The idea of a ship hitting a pier on Baltimore's Key Bridge “never occurred to anybody," a former senior transport official told the Post. In recent years, risk-management conversations about the Key Bridge focused on acts of terror, like truck bombs, reflecting the post-9/11 security planning of the era, the official said.

The Dali allision involved approximately the same ship size, speed and outcome that Delaware authorities have been working to defend against at the Delaware Memorial Bridge since 2015. But even if Maryland transport officials had followed Delaware's lead, it is not clear that they could have done anything, engineering experts told the Washington Post. The center span on the Key Bridge is narrow, and installing protective dolphins or fenders would make it even narrower. 

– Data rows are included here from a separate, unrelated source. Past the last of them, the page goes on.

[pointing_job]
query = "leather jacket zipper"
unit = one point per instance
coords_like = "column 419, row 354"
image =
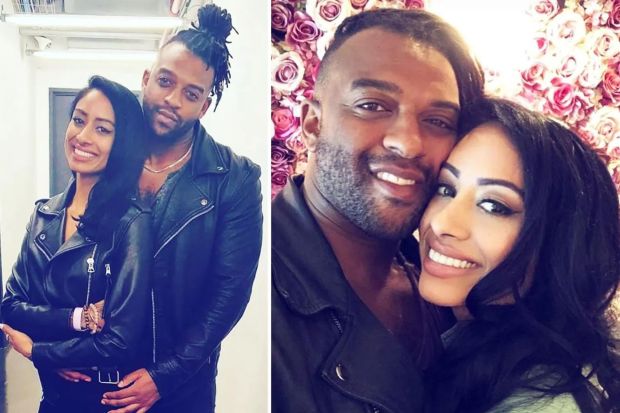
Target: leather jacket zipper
column 154, row 329
column 163, row 245
column 336, row 321
column 167, row 241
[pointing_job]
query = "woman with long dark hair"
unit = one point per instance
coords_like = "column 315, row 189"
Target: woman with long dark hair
column 522, row 241
column 78, row 299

"That’s a pretty tight channel,” a former state transport official told the Post. "You might actually create a hazard rather than mitigate one."

Cost is also a factor. Engineers have to work within a budget, and the outside risk of a vessel strike has to compete with all the other risks and costs in the transport system, like traffic safety improvements and roadway repairs. 

The National Transportation Safety Board - which first warned about the need for bridge pier protection in 1981 - is looking at the fender arrangements of the Key Bridge as part of its investigation.  

The opinions expressed herein are the author's and not necessarily those of The Maritime Executive.